Now the Oil Tool Division, along with the Hughes Tool Co. name, will be offered to the public in 5,000,000 shares of common stock for a maximum of $28 a share, or a possible total of some $140 million. The rest of Toolco's divisions will be massed under a new umbrella organization called the Summa Corp., presumably for the Latin word meaning highest. The billion-aire-in-hiding, who is reportedly living in Managua, Nicaragua, was expectably silent on his reasons for the sale. Hughes' ex-Financial Adviser Noah Dietrich speculated that "he needs cash" to shore up his Nevada gambling interests and the Hughes Airwest airlines, both hard hit in the recession. Hughes may also need a reserve against the pressure of several pending lawsuits, especially a $145 million antitrust judgment awarded against him in favor of TWA, now on appeal to the Supreme Court. In addition, Hughes is involved in multimillion-dollar damage suits brought by Dietrich and former Aide Robert Maheu. Maheu found himself "absolutely flabbergasted" by the Toolco sale, recalling that "selling Hughes Tool was the one thing Hughes said he would never do."
Hughes may need cash for a new venture rumored to be in the offing. Last July, he bought 25% of the stock of Nicaraguan Airlines, apparently with the intention of developing an international air-cargo enterprise from a base in Managua. If so, the financial phantom may only be exchanging his long-coveted crown jewel for an old love, aviation.

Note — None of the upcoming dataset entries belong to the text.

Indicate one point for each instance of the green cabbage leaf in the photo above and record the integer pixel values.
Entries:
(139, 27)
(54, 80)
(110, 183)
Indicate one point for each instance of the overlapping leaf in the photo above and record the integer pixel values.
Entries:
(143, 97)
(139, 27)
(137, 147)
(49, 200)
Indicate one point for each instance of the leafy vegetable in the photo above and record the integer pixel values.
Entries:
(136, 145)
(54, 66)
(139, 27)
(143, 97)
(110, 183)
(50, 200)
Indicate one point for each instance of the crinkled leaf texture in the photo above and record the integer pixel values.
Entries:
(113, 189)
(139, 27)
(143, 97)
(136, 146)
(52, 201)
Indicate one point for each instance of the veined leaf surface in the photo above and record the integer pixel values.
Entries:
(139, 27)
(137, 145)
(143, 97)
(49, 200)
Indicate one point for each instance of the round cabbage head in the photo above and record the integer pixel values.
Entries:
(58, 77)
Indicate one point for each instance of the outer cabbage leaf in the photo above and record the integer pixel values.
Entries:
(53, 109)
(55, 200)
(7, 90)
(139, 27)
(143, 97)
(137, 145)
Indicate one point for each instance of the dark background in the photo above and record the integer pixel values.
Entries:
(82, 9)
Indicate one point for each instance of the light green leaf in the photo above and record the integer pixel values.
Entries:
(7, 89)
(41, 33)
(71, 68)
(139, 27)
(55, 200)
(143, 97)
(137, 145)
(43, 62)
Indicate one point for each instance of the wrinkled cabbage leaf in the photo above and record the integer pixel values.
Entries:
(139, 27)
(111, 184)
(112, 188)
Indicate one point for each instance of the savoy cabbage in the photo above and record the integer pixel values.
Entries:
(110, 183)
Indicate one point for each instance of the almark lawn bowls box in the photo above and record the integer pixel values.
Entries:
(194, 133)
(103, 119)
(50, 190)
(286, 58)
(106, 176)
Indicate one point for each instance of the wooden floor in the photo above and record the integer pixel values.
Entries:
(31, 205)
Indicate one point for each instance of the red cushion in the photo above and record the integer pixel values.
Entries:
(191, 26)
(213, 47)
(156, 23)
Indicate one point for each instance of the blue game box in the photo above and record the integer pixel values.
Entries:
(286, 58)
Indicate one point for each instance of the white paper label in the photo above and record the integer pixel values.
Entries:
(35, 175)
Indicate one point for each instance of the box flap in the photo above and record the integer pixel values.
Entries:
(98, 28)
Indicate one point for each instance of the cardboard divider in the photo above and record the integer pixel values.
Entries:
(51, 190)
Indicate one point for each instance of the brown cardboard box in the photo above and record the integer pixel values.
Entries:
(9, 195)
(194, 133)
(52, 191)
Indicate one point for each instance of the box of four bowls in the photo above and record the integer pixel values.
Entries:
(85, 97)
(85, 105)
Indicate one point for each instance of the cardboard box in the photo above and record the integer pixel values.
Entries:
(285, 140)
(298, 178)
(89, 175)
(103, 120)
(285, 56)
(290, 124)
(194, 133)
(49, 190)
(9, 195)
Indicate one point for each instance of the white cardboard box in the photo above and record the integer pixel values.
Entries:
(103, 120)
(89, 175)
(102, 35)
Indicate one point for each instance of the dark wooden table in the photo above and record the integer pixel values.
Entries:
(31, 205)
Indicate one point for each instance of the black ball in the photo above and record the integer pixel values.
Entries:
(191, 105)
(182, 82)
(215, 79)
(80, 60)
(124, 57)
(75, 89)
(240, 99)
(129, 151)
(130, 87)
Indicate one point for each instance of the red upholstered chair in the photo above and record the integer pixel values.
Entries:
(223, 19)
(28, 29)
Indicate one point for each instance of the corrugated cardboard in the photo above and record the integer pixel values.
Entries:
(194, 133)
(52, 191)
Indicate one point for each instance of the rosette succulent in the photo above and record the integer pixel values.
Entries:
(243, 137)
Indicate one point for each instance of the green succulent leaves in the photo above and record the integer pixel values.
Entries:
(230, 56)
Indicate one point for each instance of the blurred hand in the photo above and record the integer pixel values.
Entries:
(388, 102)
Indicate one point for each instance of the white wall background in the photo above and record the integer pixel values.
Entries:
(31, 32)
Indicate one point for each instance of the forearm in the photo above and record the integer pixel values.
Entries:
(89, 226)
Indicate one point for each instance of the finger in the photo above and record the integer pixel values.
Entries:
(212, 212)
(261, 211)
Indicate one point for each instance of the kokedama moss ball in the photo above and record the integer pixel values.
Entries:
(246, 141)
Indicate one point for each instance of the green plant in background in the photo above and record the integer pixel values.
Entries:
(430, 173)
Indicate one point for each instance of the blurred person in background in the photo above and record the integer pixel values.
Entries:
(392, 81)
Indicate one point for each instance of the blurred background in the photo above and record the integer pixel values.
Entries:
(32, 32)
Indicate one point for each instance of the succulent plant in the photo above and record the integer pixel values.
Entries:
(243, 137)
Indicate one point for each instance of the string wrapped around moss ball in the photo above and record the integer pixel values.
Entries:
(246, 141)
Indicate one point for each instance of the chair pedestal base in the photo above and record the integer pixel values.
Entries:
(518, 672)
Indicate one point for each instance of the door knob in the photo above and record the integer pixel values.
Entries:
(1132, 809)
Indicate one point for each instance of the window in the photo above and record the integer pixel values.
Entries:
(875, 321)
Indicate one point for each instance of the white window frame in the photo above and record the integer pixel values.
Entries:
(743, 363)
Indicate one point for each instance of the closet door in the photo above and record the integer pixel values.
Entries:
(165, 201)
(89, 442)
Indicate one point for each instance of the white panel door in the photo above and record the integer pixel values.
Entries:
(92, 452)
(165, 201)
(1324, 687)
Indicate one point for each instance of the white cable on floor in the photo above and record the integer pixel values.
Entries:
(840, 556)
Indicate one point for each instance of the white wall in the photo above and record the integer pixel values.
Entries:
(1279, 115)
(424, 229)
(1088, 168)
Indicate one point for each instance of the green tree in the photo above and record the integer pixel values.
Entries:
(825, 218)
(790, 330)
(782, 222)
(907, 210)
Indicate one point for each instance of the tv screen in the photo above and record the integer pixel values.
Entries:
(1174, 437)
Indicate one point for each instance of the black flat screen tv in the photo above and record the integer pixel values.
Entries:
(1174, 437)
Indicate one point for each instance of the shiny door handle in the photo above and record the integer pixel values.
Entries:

Whatever his motives, Hughes probably timed the sale shrewdly. After shrinking for the past few years, oil exploration is again on the rise, in large part because of the gathering energy crisis. In the first seven months of 1972 the Oil Tool Division showed profits of $5.9 million, up 133% over the same period last year. Says Dietrich: "The per-share price of $28 is as good as Hughes will ever be apt to get again."